- Genre: Telenovela
- Written by: Benilde Ávila; Luis Colmenares; Carmen García Vilar; Neida Padilla; César Miguel Rondón;
- Story by: César Miguel Rondón
- Directed by: Tony Rodríguez; Santiago Vargas; Henry Colmenares; Luiz Manzo;
- Starring: Ana Lucía Domínguez; Marco Méndez; Daniela Bascopé; Marjorie Magri; Daniel Lugo; Guillermo Dávila; Jean Paul Leroux; Claudia La Gatta; Caridad Canelón;
- Countries of origin: Mexico; Venezuela; Colombia;
- Original language: Spanish
- No. of episodes: 120

Production
- Executive producers: Andrés Santamaría; Hugo León Ferrer;
- Producer: Altair Castro
- Production locations: Caracas, Venezuela
- Cinematography: Willie Balcazar; José Rojas;
- Editor: César Manzano
- Camera setup: Multi-camera
- Production companies: RTI Producciones Televisa

Original release
- Network: Televen Canal de las Estrellas RCN TV
- Release: April 3 – September 3, 2013

Related
- Las amazonas (Venezuelan TV series); Las amazonas (Mexican TV series);

= Las bandidas =

2013 Spanish-language telenovela

Las bandidas (Bandits) is a 2013 Spanish-language telenovela that was produced by RTI Producciones and Televisa for Mexico-based television network Canal de las Estrellas and Colombia-based television network RCN TV, and for Venezuelan TV network Televen. It is a remake of Las amazonas, a Venezuelan telenovela produced for Venevisión. Ana Lucía Domínguez and Marco Méndez will star as the protagonists.

== Plot ==
Las bandidas tells the story of three sisters, who were raised in a different way by their father who is engaged in the business of breeding horses.
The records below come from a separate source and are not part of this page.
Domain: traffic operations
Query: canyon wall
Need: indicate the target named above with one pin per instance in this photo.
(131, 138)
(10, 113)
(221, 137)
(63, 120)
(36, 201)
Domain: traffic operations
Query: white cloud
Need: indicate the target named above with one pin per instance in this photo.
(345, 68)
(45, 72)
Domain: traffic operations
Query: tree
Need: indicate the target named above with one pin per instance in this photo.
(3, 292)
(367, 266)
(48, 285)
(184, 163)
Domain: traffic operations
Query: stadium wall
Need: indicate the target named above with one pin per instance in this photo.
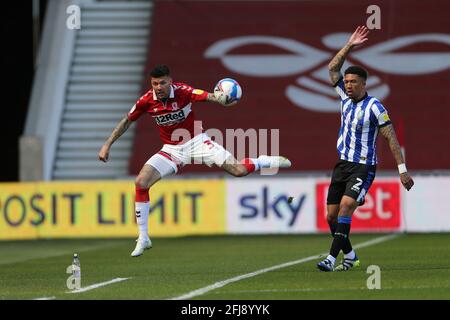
(181, 207)
(279, 52)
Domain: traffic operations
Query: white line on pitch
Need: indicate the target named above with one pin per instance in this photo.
(98, 285)
(220, 284)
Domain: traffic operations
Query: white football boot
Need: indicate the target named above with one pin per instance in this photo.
(141, 245)
(275, 161)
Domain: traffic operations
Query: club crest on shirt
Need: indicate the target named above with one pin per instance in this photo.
(197, 91)
(360, 115)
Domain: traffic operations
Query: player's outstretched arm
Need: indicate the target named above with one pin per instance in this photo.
(389, 133)
(358, 37)
(220, 98)
(123, 125)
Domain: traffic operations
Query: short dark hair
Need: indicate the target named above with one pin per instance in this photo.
(360, 71)
(159, 71)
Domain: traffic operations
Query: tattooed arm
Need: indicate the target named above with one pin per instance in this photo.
(334, 67)
(389, 133)
(123, 125)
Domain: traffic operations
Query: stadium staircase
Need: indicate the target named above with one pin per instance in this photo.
(105, 79)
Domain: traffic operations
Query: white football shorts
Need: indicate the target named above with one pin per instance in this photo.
(199, 150)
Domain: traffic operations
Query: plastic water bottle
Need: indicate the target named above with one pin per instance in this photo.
(76, 266)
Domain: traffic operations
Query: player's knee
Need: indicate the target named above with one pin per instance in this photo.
(346, 209)
(331, 219)
(141, 182)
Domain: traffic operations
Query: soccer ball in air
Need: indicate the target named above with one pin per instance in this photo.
(230, 88)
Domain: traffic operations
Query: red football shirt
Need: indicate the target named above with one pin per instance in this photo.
(175, 113)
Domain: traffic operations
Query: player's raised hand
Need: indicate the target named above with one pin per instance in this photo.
(406, 180)
(103, 154)
(359, 36)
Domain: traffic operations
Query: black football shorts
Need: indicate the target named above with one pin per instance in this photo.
(350, 179)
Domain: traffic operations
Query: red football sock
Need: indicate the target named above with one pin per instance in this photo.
(142, 195)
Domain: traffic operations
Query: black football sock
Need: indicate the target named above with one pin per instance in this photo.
(340, 241)
(333, 227)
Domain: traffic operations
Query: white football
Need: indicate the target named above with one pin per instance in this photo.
(230, 88)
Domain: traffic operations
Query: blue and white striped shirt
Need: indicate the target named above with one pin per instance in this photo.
(360, 122)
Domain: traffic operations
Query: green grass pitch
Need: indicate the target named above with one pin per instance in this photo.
(414, 266)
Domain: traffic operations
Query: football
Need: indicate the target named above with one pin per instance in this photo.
(230, 88)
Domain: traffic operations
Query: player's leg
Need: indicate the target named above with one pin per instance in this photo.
(336, 191)
(155, 168)
(332, 215)
(334, 196)
(340, 239)
(356, 190)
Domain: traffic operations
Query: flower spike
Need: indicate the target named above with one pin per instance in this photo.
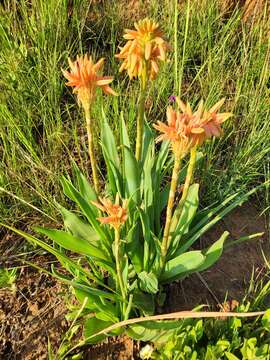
(84, 78)
(145, 48)
(117, 215)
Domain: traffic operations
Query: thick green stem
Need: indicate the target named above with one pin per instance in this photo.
(118, 267)
(188, 181)
(140, 119)
(174, 182)
(91, 150)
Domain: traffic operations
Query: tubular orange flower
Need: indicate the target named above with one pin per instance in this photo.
(117, 215)
(84, 79)
(187, 129)
(144, 49)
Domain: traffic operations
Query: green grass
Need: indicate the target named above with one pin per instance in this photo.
(217, 55)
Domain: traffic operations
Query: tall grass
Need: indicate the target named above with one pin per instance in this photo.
(217, 55)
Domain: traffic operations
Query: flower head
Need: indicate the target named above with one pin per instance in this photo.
(117, 215)
(84, 78)
(144, 49)
(186, 128)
The three sisters seek to build their path in their lives, in ways that are not exactly what their father envisioned for them.

==Cast==
=== Main ===

- Ana Lucía Domínguez as Fabiola Montoya, she is the eldest daughter of Olegario Montoya, who has delegated to it the administration of the Treasury "Las Bandidas".
- Marco Méndez as Alonso Cáceres, he is a veterinarian.
- Daniela Bascopé as Corina Montoya, Olegario's second daughter. She is a biologist.
- Marjorie Magri as Amparo Montoya, Olegario's youngest daughter.
- Daniel Lugo as Olegario Montoya, he owns the Hacienda "Las Bandidas". And father of Fabiola, Corina and Amparo.
- Guillermo Dávila as Rodrigo Irazábal, Olegario enemy. Owner of the "Hacienda Irazábal". Prestigious and attractive biologist.
- Jean Paul Leroux as Sergio Navarro, Fabiola boyfriend and trusted man Olegario.
- Claudia La Gatta as Malena Montoya, the second and current wife of Olegario.
- Caridad Canelón as Zenaida Mijares "Yaya", mother of Rubén. Housekeeper Hacienda "Las Bandidas" and confident woman Olegario Montoya.

=== Recurring ===
- Carlos Cruz as Matacán, trusted man Olegario and executor of his orders
- Gabriel Parisi as Reynaldo Castillo, he is Amparo boyfriend Montoya.
- Christian McGaffney as Rubén Mijares, Zenaida son. Pawn of Hacienda "Las Bandidas", where he lives and works.
- Héctor Peña as Vicente Uribe, Corina study partner.
- Sabrina Salvador as Dinorah
- Gioia Arismendi as Marta Moreno
- Crisbel Henriquez as Nelly
- Milena Santander as Fermina
- Nany Tovar as Julia
- Laureano Olivares as Remigio
- María Cristina Lozada as Doña Ricarda Irázabal

=== Guest ===
- Roberto Messutti as Tulio Irazabal
- Sandra Díaz as Betsabe
- Miguel de León as Gaspar Infante

== Broadcast ==
The series originally aired from April 3, 2013 to September 3, 2013 in Venezuela on Televen.